Capitolo Ventitré

Min Rin tremava sotto la veste da uomo che Kang Jo le aveva intimato di indossare. Non avrebbero dovuto destare sospetti, una volta rientrati a Seorabeol, e si era lasciata aiutare a legare i copiosi capelli in cima alla testa. Lui aveva sorriso, dicendo che con quei lineamenti delicati nessuno sarebbe caduto nel tranello, e le aveva spinto un cappello di carice sulla fronte per nascondersi. Kang Jo aveva fatto lo stesso.

Durante il ritorno Min Rin non aveva fatto altro che tenersi stretta alla sua mano. I ricordi di ciò che avevano visto al villaggio erano ancora vivi. Nonostante il cuore avesse sussultato, la mente si era fermata come avvolta da uno strato di ghiaccio.

Una volta varcate le Porte della capitale, che quel giorno sembrava scossa da una inusuale frenesia, si diressero verso la dimora dei Park. Dopo quanto accaduto era bene avvertire suo padre per prendere provvedimenti.

Scavalcarono le mura in pietra e si introdussero nei giardini. Min Rin esortò Kang Jo a seguirla fra le pareti di legno della dimora, ma quando vi entrarono, i piedi affondarono in una scia di sangue.

Voci di uomini si sollevarono nei pressi della veranda che si affacciava all'ingresso principale dell'abitazione. Min Rin scivolò nei corridoi, tenendo la schiena curva, con Kang Jo alle spalle. Si fermarono in una delle stanze da cui avrebbero potuto spiare quanto stava accadendo.

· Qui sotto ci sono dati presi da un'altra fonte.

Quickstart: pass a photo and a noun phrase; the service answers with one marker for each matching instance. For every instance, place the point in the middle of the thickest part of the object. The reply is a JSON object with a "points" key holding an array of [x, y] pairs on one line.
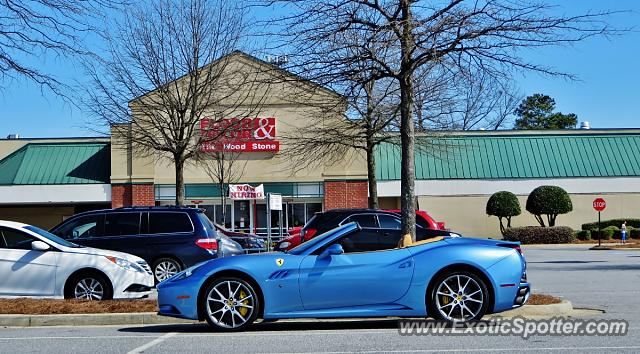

Min Rin aprì la porta foderata dalla carta di riso e vi spiò attraverso. I suoi genitori erano inginocchiati nel piazzale davanti al Generale Kim. Il Ministro Park teneva un braccio attorno alle spalle di sua madre.

«Kang Jo...» sussurrò, guardando dietro di lui «cosa, cosa sta accadendo?»

Lui, come se avesse intuito prima, la avvolse per la vita. Non fece in tempo, però, a coprirle il viso.

La spada che il Generale Kim teneva alzata sopra la testa crollò a una tale velocità che Min Rin capì troppo tardi. La lama squarciò il petto di sua madre. Quel corpo che tanto a lungo le aveva restituito calore, cadde giù, pesante, come una casa che crolla tutta insieme. Suo padre, fiero della propria dignità, non mosse un muscolo quando la spada insozzata di rosso trapassò anche lui. Non emise un solo suono, né un sussulto. Raggiunse la moglie, in un abbraccio di morte.

Aria. Min Rin non aveva più aria in gola. La strinse con entrambe le mani, soffocando. Se Kang Jo non le avesse coperto le labbra, le grida avrebbero toccato i cieli. Si ribellò alla sua stretta, lo colpì agitandosi come se fosse stata punta da un insetto, mentre lui la pregava di rimanere ferma. Come poteva quando il dolore si era radicato sotto la pelle in quel modo? Le sue paure si erano realizzate ed erano ben peggiori di quanto avesse immaginato.

«Trattieni il pianto, Min Rin, o ci scopriranno» le intimò lui, scuotendola per le spalle.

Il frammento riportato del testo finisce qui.